At the end of the cuts, the DP’s office lost at least Sh988 million compared with what it was allocated in the current financial year.

Treasury had earlier tabled a budget that reduced the total presidency budget from Sh11.6 billion to Sh6.4 billion, in line with the lean times.

But it later presented a quick revision, this time increasing it to Sh36.6 billion to factor in the allocation for the Nairobi Metropolitan Services (NMS), which is now under the presidency. This is a 4.6 times increase in the budget.

But the revision did not affect DP Ruto’s budget.

Mr Yatani said the revision was meant to take care of unforeseen events that cropped up after his initial budget and factored in the Sh53 billion stimulus package.

“We have revised the Budget Policy Statement which we presented to Parliament in February because it was done before the coronavirus pandemic hit us. The economy requires a different approach from the one we had in February,” he said in an interview with the Nation.

Treasury has allocated NMS Sh26.4 billion. Another Sh1.5 billion was given to the Mukuru Renewal Project, also under NMS.

The presidency will also oversee the Kazi Mtaani programme in Nairobi, which will receive Sh1.1 billion.
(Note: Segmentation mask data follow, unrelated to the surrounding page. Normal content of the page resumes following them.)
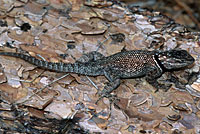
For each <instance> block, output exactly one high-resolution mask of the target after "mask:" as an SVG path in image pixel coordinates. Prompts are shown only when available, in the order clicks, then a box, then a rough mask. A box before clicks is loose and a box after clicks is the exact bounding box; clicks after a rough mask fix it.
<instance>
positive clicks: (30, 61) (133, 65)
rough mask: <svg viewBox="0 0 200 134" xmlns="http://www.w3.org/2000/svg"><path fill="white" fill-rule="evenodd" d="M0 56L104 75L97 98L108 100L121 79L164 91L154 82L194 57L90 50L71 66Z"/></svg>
mask: <svg viewBox="0 0 200 134" xmlns="http://www.w3.org/2000/svg"><path fill="white" fill-rule="evenodd" d="M0 55H4V56H12V57H18V58H21V59H23V60H25V61H27V62H29V63H31V64H34V65H36V66H37V67H40V68H43V69H48V70H52V71H56V72H64V73H77V74H81V75H87V76H99V75H104V76H105V77H106V78H107V80H108V82H107V83H105V87H104V88H103V90H102V91H100V92H98V94H99V95H100V98H103V97H107V98H109V97H110V96H111V95H110V93H111V92H112V91H113V90H115V89H116V88H117V87H118V86H119V85H120V83H121V82H120V81H121V79H126V78H138V77H145V79H146V81H147V82H148V83H149V84H151V85H152V86H153V87H155V88H156V89H165V88H166V86H165V85H164V84H160V83H159V82H158V81H157V79H158V78H159V77H161V75H162V74H163V73H164V72H166V71H174V70H177V69H182V68H185V67H187V66H189V65H191V64H193V63H194V61H195V60H194V58H193V57H192V56H191V55H190V54H189V53H188V52H187V51H186V50H182V49H172V50H168V51H158V50H154V51H147V50H130V51H127V50H124V51H121V52H118V53H116V54H113V55H110V56H107V57H105V56H104V55H102V54H101V53H99V52H97V51H92V52H89V53H87V54H83V56H82V57H81V58H80V59H79V60H77V61H76V62H75V63H63V62H59V63H53V62H47V61H44V60H40V59H37V58H35V57H32V56H29V55H25V54H22V53H13V52H0Z"/></svg>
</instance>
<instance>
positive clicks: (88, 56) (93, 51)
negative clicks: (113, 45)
mask: <svg viewBox="0 0 200 134" xmlns="http://www.w3.org/2000/svg"><path fill="white" fill-rule="evenodd" d="M104 57H105V56H104V55H103V54H101V53H99V52H97V51H92V52H89V53H86V54H83V55H82V56H81V57H80V58H79V59H78V60H77V62H82V63H85V62H90V61H96V60H99V59H102V58H104Z"/></svg>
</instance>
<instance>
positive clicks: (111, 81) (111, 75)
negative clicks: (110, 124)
mask: <svg viewBox="0 0 200 134" xmlns="http://www.w3.org/2000/svg"><path fill="white" fill-rule="evenodd" d="M115 74H116V73H112V71H104V75H105V77H106V78H107V79H108V81H109V82H107V83H105V87H104V89H103V90H102V91H98V94H99V96H100V98H99V99H98V100H97V102H98V101H99V100H101V99H102V98H104V97H106V98H108V99H109V100H110V102H111V103H112V102H113V100H115V99H113V98H116V95H112V94H111V92H112V91H113V90H115V89H116V88H117V87H118V86H119V85H120V83H121V81H120V78H119V77H118V76H117V75H115ZM97 102H96V103H97Z"/></svg>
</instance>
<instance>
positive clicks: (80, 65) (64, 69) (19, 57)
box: [0, 52, 99, 76]
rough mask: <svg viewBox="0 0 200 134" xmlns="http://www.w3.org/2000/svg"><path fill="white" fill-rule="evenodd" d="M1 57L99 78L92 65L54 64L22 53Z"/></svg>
mask: <svg viewBox="0 0 200 134" xmlns="http://www.w3.org/2000/svg"><path fill="white" fill-rule="evenodd" d="M0 55H4V56H12V57H17V58H20V59H23V60H25V61H27V62H29V63H31V64H33V65H36V66H37V67H40V68H43V69H47V70H52V71H56V72H66V73H67V72H69V73H70V72H72V73H77V74H83V75H91V76H97V75H99V74H94V73H93V71H95V70H93V68H92V66H91V65H88V64H87V65H86V64H84V63H80V62H76V63H74V64H71V63H62V62H59V63H54V62H47V61H43V60H39V59H36V58H35V57H32V56H28V55H24V54H21V53H13V52H0Z"/></svg>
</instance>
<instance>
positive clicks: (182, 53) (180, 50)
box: [158, 49, 195, 69]
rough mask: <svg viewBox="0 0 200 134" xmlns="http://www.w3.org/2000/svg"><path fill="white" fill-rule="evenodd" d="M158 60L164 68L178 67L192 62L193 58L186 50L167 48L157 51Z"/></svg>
mask: <svg viewBox="0 0 200 134" xmlns="http://www.w3.org/2000/svg"><path fill="white" fill-rule="evenodd" d="M158 60H159V61H160V63H161V64H162V65H163V66H164V68H166V69H180V68H184V67H187V66H189V65H191V64H193V63H194V61H195V60H194V58H193V57H192V56H191V55H190V54H189V53H188V52H187V51H186V50H181V49H179V50H176V49H175V50H169V51H164V52H160V53H158Z"/></svg>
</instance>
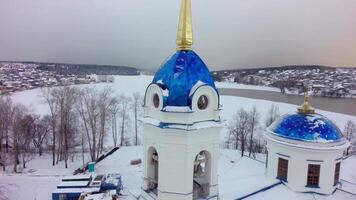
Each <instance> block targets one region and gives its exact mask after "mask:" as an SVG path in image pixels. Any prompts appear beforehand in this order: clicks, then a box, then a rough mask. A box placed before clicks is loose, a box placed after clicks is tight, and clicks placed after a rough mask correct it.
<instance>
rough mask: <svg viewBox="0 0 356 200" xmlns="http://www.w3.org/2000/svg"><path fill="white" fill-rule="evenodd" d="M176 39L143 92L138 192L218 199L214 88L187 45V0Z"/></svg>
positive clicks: (172, 196) (188, 26)
mask: <svg viewBox="0 0 356 200" xmlns="http://www.w3.org/2000/svg"><path fill="white" fill-rule="evenodd" d="M176 43H177V50H176V52H175V53H174V54H173V55H172V56H171V57H170V58H169V59H168V60H167V61H166V62H165V63H164V64H163V65H162V66H161V67H160V69H159V70H158V71H157V72H156V74H155V76H154V79H153V81H152V83H151V84H150V85H149V86H148V87H147V89H146V93H145V99H144V117H143V131H144V136H143V184H142V187H141V188H142V192H141V196H142V197H143V198H144V199H147V200H151V199H152V200H153V199H160V200H191V199H218V175H217V167H218V166H217V164H218V156H219V134H220V130H221V128H222V124H223V123H222V121H221V119H220V115H219V112H220V104H219V93H218V91H217V89H216V87H215V84H214V80H213V79H212V77H211V75H210V72H209V70H208V68H207V66H206V65H205V64H204V62H203V61H202V59H201V58H200V57H199V56H198V55H197V54H196V53H195V52H194V51H193V50H192V45H193V34H192V18H191V5H190V0H182V7H181V13H180V19H179V27H178V35H177V40H176Z"/></svg>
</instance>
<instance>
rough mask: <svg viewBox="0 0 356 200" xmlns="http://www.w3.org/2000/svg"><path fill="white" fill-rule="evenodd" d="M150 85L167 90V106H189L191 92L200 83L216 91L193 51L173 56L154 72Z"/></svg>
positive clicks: (180, 51) (200, 59)
mask: <svg viewBox="0 0 356 200" xmlns="http://www.w3.org/2000/svg"><path fill="white" fill-rule="evenodd" d="M152 83H155V84H158V85H160V87H161V88H162V89H163V90H165V89H168V90H169V95H168V96H167V106H191V92H192V91H193V88H194V87H199V86H200V83H204V84H205V85H209V86H211V87H213V88H215V89H216V87H215V84H214V80H213V78H212V77H211V75H210V72H209V70H208V68H207V66H206V65H205V64H204V62H203V61H202V60H201V58H200V57H199V56H198V55H197V54H196V53H195V52H194V51H177V52H176V53H175V54H173V55H172V56H171V57H170V58H169V59H168V60H167V61H166V62H165V63H164V64H163V65H162V66H161V67H160V69H159V70H158V71H157V72H156V74H155V76H154V78H153V81H152ZM193 92H194V91H193ZM165 106H166V105H165Z"/></svg>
In total, NMS will receive Sh28.4 billion from the national government, which will be broken into Sh18 billion for recurrent and Sh10.3 billion for development expenditure. This will be over and above what the Nairobi County government will receive under the county allocations.

The Budget has also reorganised the recurrent expenditure of the presidency to reflect ongoing changes at State House.
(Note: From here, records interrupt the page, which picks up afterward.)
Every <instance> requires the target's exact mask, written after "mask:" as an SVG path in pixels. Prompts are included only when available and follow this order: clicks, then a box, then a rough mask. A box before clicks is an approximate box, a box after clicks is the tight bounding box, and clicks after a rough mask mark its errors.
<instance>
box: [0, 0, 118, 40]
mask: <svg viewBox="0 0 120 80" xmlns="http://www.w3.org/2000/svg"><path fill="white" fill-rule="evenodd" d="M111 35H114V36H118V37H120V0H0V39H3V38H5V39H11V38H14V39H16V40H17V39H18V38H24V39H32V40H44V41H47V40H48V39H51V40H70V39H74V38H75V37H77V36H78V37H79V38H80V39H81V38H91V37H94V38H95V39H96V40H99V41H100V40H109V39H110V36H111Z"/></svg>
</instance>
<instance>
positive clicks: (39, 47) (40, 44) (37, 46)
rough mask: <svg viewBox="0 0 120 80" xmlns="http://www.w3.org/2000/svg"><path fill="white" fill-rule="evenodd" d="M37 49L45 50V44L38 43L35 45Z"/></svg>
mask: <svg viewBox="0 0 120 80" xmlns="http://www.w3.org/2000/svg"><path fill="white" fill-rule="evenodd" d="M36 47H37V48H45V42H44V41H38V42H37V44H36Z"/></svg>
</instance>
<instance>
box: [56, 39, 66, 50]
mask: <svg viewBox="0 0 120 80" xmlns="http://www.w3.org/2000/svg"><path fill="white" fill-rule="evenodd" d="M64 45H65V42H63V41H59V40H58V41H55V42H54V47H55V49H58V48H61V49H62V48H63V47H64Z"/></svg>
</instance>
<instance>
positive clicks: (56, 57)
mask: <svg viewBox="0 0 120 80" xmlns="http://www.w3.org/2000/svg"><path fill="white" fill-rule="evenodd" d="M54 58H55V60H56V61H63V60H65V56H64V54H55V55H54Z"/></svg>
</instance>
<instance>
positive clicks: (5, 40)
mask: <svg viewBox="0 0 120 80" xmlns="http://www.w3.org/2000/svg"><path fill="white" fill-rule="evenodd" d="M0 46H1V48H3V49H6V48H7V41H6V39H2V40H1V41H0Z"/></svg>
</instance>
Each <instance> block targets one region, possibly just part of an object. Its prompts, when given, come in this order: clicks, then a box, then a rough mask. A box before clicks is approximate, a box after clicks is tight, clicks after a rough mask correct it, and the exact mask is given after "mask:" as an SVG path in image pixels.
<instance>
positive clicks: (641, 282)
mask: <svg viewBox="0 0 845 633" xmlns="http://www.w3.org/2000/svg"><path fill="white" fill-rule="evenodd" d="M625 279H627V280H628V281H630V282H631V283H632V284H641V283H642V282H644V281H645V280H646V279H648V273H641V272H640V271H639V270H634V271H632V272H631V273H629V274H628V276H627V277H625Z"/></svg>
For example, the entire recurrent budget of the President’s Delivery Unit has been scrapped. In the current financial year, the office had been given a recurrent vote of Sh143.2 million.

Also chopped was the recurrent budget for the Office of Budget Management, which had been allocated Sh23.1 million in the current budget.

The Office of Performance Management and Coordination was also scrapped, going out with a budget of Sh45.3 million. Also losing its budget is the Office of the Government Spokesperson, which had initially been allocated Sh39.6 million.

Treasury also officially stopped disbursing money to the late President Daniel arap Moi, who was receiving Sh114.3million a year. Former President Mwai Kibaki will receive Sh113.5 million in the new financial year, a small cut from the Sh133.9 million he received this year.

In total, Cabinet Affairs will consume Sh2.2 billion of the presidency’s budget, government advisory services will take Sh704 million, while State House has been allocated Sh3.8 billion.

The Budget document lists the presidency’s key outputs as providing oversight of the country’s development agenda in line with enabling the Big Four development initiatives and maintaining socio-economic stability for sustainable growth.

Others are improvement of State houses and lodges and the DP’s official residences, administration of statutory benefits to retired Presidents, vice-presidents and other State officers, facilitating the programmes of the First Lady and the spouse to the DP and facilitating collaboration in the government’s legislative and policymaking processes.

The Sh36.6 billion will also be expected to facilitate engagement on financial matters between the national and county governments, improve management and efficiency of public institutions and sensitisation on the application of the Power of Mercy Act, and development of the annual presidential report on national values and principles of governance.